Introducing Little Black Classics: 80 books for Penguin’s 80th birthday. Little Black Classics celebrate the huge range and diversity of Penguin Classics, with books from around the world and across many centuries. They take us from a balloon ride over Victorian London to a garden of blossom in Japan, from Tierra del Fuego to 16th-century California and the Russian steppe. Here are stories lyrical and savage; poems epic and intimate; essays satirical and inspirational; and ideas that have shaped the lives of millions.

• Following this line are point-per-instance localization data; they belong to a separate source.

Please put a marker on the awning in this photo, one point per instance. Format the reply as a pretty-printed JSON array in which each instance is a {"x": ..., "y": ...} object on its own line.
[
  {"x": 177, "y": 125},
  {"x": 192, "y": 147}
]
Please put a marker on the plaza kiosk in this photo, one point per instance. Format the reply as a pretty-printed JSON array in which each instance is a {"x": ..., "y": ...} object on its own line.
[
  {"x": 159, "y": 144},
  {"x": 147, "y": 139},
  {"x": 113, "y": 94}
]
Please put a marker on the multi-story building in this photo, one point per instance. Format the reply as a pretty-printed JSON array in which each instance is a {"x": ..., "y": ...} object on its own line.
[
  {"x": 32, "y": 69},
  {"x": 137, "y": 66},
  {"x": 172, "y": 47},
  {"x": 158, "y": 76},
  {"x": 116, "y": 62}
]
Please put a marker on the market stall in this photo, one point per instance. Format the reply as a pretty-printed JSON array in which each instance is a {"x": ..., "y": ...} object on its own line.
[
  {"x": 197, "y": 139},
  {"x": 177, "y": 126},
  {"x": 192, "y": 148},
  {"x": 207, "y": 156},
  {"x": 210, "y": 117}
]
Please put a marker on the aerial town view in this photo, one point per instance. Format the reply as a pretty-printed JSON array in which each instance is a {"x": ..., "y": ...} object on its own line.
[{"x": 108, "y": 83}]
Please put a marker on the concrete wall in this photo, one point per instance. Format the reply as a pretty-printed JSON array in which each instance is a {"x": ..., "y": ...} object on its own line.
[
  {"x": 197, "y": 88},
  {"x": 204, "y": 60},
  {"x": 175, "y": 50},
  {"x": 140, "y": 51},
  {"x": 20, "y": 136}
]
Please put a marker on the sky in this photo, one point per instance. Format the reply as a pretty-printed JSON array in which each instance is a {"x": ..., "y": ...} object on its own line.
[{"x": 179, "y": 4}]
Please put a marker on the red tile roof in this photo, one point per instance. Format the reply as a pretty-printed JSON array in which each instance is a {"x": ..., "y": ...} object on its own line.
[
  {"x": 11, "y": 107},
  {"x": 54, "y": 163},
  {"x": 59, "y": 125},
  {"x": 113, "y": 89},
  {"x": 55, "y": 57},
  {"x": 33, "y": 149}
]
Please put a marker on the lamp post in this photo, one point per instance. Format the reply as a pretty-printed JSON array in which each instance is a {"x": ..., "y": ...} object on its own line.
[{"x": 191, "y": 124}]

Baltasar Gracián (1601-1658). Gracián’s work is available in Penguin Classics in The Pocket Oracle and Art of Prudence.
About the authors
Baltasar Gracián was born in 1601 in Belmonte, Aragon and entered the Society of Jesus in 1619. Teaching in Jesuit colleges across the Kingdom of Aragon, he was also at one time confessor to the viceroy of Aragon and chaplain to the Spanish army. But it is as one of the great Spanish stylists and moralists that he is best known. He wrote a series of short moral tracts marked by their elliptical, epigrammatic style, as well as a three volume allegorical novel, The Critic (1651-57). Published in 1647, The Pocket Oracle and Art of Prudence influenced the vogue for the form in France, and was quickly translated into the major European languages.